Traduction: Maxime Berrée

Première collaboration entre Smith Henderson et Jon Marc Smith. Si le second est hors des radars, le premier, Smith Henderson, est l’auteur d’un premier roman noir brillant, sorti en France en 2015 Yaak Valley, Montana où, inspiré par son passé d’éducateur spécialisé, il racontait l’Amérique des marges dans l’Amérique des années 80. Par la suite, il a beaucoup travaillé avec Phillip Meyer sur The Son l’adaptation en série de son extraordinaire roman Le fils, racontant une famille texane sur trois générations et interprété notamment par Pierce Brosnan. Ce retour est donc une bonne nouvelle.

“Diane Harbaugh, l’une des recrues les plus coriaces de la DEA, l’agence antidrogue américaine, est celle qu’on appelle pour faire parler les dealers les plus récalcitrants… Jusqu’au jour où l’un de ses indics se suicide sous ses yeux, faisant émerger des doutes sur la nature exacte de leur relation. Sous le coup d’une enquête interne, lâchée par sa direction, Diane perd peu à peu le contrôle. Dans un sursaut rageur, elle part au Mexique rencontrer un certain Gustavo. Celui-ci affirme avoir une info qui pourrait faire tomber tout un cartel. Mais c’est un piège dans lequel se précipite la jeune femme.”
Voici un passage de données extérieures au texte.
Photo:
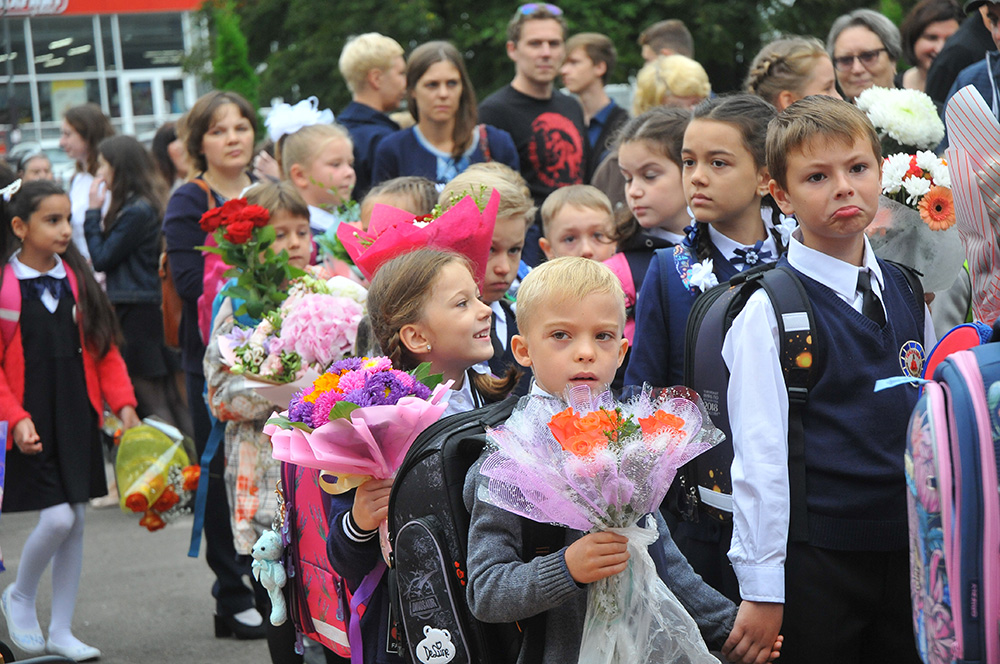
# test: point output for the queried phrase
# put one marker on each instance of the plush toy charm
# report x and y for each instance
(268, 570)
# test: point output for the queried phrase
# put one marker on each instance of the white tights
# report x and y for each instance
(59, 538)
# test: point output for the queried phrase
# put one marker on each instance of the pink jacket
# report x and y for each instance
(107, 377)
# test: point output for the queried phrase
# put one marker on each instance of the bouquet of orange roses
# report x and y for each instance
(604, 465)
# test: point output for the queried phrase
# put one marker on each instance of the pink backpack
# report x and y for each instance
(320, 601)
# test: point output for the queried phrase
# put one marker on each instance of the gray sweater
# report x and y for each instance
(504, 588)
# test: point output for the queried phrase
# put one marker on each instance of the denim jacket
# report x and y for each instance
(130, 254)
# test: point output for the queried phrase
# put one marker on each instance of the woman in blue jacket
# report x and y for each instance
(446, 138)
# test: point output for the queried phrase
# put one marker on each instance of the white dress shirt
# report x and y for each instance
(758, 413)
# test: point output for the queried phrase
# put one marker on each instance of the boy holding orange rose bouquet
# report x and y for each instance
(599, 468)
Les lecteurs de Yaak Valley, Montana auront compris rapidement que c’en est terminé de la rudesse et des grands espaces d’un Montana très glauque des années 80. Bon, en deux mots comme en cent, Fais les pleurer est tout bonnement un roman de narcos avec tout ce que ça sous-tend comme fusillades, tueries, coups tordus. poussées de testostérone et montées d’adrénaline en grandes doses. La DEA, La CIA, les Zetas, la Mara 13, tout le monde est bien présent et forcément, si vous avez déjà goûté pareil cocktail explosif, vous savez que cela sera bouillant, sanglant, violent, effréné et j’en passe… Les personnages sont suffisamment bien cernés, tous avec leurs zones d’ombres, leurs failles, c’est hyper-classique mais ça le fait bien. A sa sortie aux USA, le roman a été dézingué parce qu’une partie des dialogues était en espagnol et nécessitait une certaine connaissance de la langue pour bien comprendre certains dialogues. C’était un peu ballot, c’est vrai. Si l’espagnol, y compris à New-York, est en train de devenir la langue la plus parlée sur le territoire américain, elle n’est pas forcément la plus lue et ce souci d’authenticité s’était avéré un gros obstacle. Pour la version française, pas ce genre de souci.
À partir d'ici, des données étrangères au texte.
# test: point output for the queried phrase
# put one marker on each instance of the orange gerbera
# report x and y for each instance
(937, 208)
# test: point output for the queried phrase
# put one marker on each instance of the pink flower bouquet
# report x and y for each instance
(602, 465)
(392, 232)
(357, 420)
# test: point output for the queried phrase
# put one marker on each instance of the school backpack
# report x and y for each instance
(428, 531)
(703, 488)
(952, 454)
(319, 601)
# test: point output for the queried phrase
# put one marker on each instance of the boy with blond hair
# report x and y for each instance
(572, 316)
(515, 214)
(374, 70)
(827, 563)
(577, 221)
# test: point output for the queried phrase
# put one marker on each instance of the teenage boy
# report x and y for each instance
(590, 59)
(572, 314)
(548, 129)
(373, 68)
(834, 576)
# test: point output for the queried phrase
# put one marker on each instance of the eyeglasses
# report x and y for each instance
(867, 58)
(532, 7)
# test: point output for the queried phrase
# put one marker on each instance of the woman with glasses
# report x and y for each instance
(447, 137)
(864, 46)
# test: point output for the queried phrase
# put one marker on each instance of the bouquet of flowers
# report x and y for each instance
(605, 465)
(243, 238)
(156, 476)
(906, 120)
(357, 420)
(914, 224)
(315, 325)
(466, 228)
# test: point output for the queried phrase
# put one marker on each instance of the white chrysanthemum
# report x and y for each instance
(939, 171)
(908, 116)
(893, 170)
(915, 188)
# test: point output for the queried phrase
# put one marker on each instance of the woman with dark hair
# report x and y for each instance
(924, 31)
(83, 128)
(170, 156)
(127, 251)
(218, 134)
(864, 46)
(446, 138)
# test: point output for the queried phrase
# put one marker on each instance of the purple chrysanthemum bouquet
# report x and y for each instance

Sans atteindre le niveau de la trilogie de Don Winslow, La griffe du chien, Cartel et La frontière, le roman de Henderson et Smith fait bien le taf. On peut aisément envisager une suite et on imagine très bien que les deux auteurs, pas fous, se verraient très bien l’adapter pour le petit ou le grand  écran.

Clete

YAAK VALLEY, MONTANA de Smith Henderson chez Belfond.

Traduction: Nathalie Peronny.

On y est, c’est la rentrée littéraire et le hasard des sorties fait que l’on commence avec un bouquin énorme, un premier roman et je vous conseille de retenir le nom de Smith Henderson, originaire du Montana et auteur d’un magnifique roman à vous briser le cœur par son humanité et à vous tenir éveillé toute la nuit tant le destin des nombreux personnages, les principaux comme les secondaires va vous fasciner, vous émouvoir si vous aimez ce genre de littérature chevaleresque aux sublimes héros ordinaires.

Smith Henderson a été éducateur spécialisé dans le Montana avant d’émigrer vers des terres plus clémentes au sud et nul doute qu’il s’est servi de son expérience professionnelle pour écrire ce roman choc, violent et magnifique par ce qu’il dégage comme hauteur d’esprit, élégance, un peu comme la littérature de Willy Vlautin.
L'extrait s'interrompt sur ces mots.